Compression ratio as said before does not have anything to do with valve size, carb size. But rather bore, stroke, Deck hieght, Combustion chamber cc., that is it.
Don't confuse cylinder CFM flow rate or ability to move air through the cylinder with compression or compression ratio.

P.S. don't lose a washer down the intake (still trying to recover from that one).SmileWavy

Bleyseng 03-22-2002 07:00 PM

Joe, Don't you just hate carbs....and those little washers, BTDT,
Just another reason to like FI.
Geoff

Ron Meier 03-22-2002 08:39 PM

For KARLP, bite the bullet and purchase "easy outs" (screw extractors. Drill exhaust stud as to size required (centered) and run the screw extractor in - the stud will come out.
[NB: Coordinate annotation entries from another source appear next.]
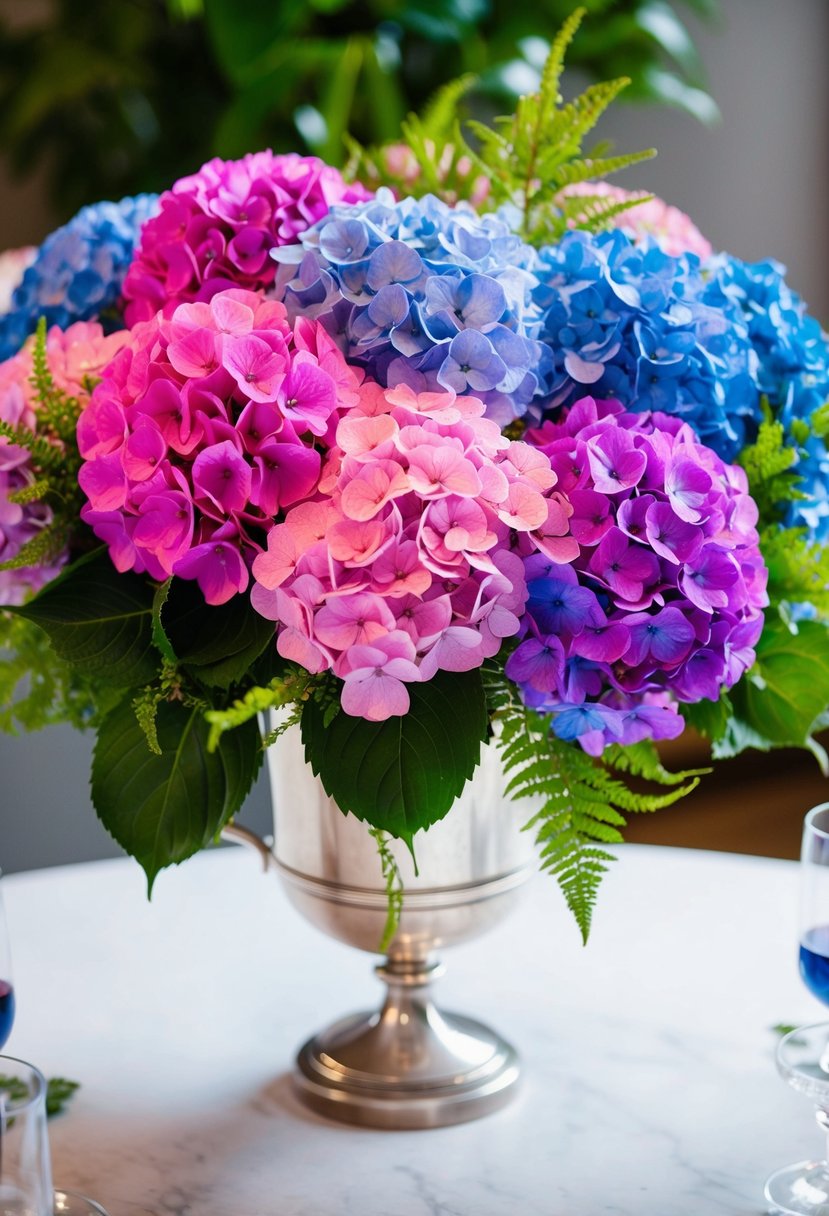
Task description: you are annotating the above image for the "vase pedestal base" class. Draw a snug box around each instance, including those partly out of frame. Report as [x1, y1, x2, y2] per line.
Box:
[294, 962, 520, 1128]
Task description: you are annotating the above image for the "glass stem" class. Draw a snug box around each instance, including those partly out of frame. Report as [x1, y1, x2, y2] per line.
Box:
[814, 1107, 829, 1165]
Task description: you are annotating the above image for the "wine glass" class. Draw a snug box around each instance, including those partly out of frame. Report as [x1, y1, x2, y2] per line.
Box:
[0, 871, 15, 1051]
[0, 1055, 107, 1216]
[765, 803, 829, 1216]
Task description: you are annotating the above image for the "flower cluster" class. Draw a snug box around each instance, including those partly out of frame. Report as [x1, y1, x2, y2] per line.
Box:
[535, 231, 760, 460]
[273, 190, 548, 424]
[78, 288, 359, 604]
[252, 382, 577, 721]
[565, 181, 714, 261]
[705, 254, 829, 544]
[0, 195, 157, 359]
[0, 321, 126, 604]
[506, 398, 767, 754]
[124, 152, 368, 325]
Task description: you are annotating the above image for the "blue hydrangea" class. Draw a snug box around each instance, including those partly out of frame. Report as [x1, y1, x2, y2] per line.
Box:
[531, 230, 760, 460]
[0, 195, 157, 359]
[705, 254, 829, 542]
[271, 190, 549, 424]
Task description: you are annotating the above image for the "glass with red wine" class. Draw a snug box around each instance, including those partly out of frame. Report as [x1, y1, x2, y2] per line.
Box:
[765, 803, 829, 1216]
[0, 871, 15, 1051]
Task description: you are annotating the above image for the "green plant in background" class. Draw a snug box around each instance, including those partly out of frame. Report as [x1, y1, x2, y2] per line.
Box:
[0, 0, 717, 219]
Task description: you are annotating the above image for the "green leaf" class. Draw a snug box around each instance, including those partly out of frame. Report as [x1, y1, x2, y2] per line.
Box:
[731, 620, 829, 747]
[679, 694, 732, 743]
[159, 578, 275, 688]
[91, 698, 263, 894]
[9, 550, 158, 688]
[301, 671, 487, 846]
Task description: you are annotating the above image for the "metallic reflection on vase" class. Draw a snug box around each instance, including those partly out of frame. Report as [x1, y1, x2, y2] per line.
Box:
[267, 731, 535, 1127]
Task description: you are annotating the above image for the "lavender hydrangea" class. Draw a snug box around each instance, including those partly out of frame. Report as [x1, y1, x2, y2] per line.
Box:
[0, 195, 157, 360]
[704, 254, 829, 542]
[532, 231, 760, 460]
[271, 190, 549, 424]
[506, 398, 768, 755]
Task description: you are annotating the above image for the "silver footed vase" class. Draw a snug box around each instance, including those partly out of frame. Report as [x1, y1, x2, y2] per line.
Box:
[250, 728, 535, 1128]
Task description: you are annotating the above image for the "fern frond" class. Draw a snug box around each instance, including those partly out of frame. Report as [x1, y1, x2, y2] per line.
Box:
[204, 666, 314, 751]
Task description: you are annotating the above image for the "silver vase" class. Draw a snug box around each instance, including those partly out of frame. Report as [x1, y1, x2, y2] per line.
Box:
[230, 730, 534, 1128]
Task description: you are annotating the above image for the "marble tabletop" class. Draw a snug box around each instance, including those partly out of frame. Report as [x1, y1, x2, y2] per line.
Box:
[6, 846, 823, 1216]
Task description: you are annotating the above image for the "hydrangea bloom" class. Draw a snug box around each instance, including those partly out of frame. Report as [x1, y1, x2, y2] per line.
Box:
[0, 321, 126, 604]
[273, 190, 548, 424]
[565, 181, 714, 260]
[506, 398, 767, 754]
[0, 195, 157, 359]
[78, 289, 357, 604]
[705, 254, 829, 542]
[124, 151, 368, 325]
[534, 231, 760, 460]
[252, 382, 577, 721]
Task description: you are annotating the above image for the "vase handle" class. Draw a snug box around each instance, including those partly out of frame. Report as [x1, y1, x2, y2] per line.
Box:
[221, 823, 276, 873]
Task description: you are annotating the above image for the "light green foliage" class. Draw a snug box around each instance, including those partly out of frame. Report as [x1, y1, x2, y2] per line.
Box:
[205, 666, 314, 751]
[368, 828, 404, 955]
[486, 672, 699, 942]
[459, 9, 655, 244]
[0, 613, 111, 734]
[345, 73, 476, 202]
[738, 413, 829, 620]
[349, 9, 655, 244]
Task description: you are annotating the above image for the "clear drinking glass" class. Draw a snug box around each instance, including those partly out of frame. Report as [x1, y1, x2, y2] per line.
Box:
[766, 803, 829, 1216]
[0, 1055, 107, 1216]
[0, 871, 15, 1051]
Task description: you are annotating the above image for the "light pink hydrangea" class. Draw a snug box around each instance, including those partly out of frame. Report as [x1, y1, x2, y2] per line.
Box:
[124, 151, 370, 325]
[252, 382, 579, 721]
[78, 289, 359, 604]
[566, 181, 712, 260]
[0, 321, 128, 604]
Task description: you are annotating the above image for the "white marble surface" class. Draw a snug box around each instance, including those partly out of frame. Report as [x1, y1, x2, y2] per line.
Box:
[6, 846, 823, 1216]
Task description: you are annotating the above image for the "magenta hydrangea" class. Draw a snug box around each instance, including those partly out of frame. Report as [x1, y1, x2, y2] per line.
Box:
[252, 382, 577, 721]
[78, 289, 359, 604]
[0, 321, 126, 604]
[124, 151, 370, 325]
[506, 398, 768, 755]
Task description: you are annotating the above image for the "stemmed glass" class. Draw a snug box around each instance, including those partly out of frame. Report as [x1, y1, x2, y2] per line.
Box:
[765, 803, 829, 1216]
[0, 871, 15, 1051]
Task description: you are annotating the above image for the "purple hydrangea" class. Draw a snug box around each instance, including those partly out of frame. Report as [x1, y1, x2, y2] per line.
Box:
[705, 254, 829, 544]
[271, 190, 549, 424]
[532, 231, 760, 460]
[0, 195, 157, 360]
[506, 398, 768, 755]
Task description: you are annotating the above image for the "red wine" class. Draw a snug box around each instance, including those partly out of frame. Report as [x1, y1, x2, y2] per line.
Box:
[800, 924, 829, 1004]
[0, 980, 15, 1047]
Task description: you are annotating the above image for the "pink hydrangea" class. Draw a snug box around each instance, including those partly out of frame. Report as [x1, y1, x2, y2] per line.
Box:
[124, 151, 370, 325]
[566, 181, 712, 260]
[252, 382, 579, 721]
[0, 321, 126, 604]
[78, 289, 359, 604]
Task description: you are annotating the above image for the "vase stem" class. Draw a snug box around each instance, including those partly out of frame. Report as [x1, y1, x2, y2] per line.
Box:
[295, 955, 519, 1128]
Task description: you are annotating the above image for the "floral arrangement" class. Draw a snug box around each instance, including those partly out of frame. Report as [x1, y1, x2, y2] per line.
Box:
[0, 13, 829, 936]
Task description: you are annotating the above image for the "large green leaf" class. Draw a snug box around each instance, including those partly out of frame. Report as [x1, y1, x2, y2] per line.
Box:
[159, 579, 275, 688]
[92, 697, 263, 893]
[715, 620, 829, 756]
[301, 671, 487, 844]
[10, 550, 158, 688]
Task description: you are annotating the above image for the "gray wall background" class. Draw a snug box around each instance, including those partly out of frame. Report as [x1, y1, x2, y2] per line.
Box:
[0, 0, 829, 872]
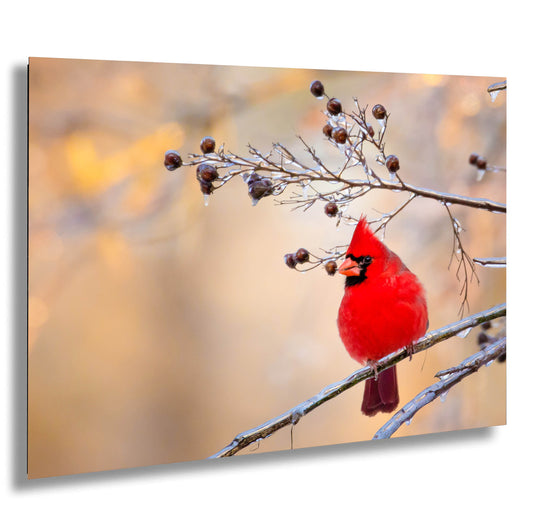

Takes a little time and effort ~ may save a head.

And on the 44s, you can possibly change the venturi size down, which effectively increases velocity thru the carb (read better fuel atomization and less "bog" at lower rpms). Commensurately, you may have to rejet to avoid a to rich mixture. Any loss will occur in the upper rpm range.

Just an idea!

Joe Ricard 03-23-2002 03:54 AM

Screens
 
A guy that works for me came up with what started as a joke but actually has some merit. Put a screen between two gaskets under the manifold. This is the second time something has weaseled it's way into the intake. the 1st time I seen it and was able to go in after it.
Q. why do parts only fall in a port with an open valve?
A. It's the only reason for fallng in the first place.


Let me tell you fishing out something from a combustion chamber is tough. But I now have cool little hooks made from bike spokes.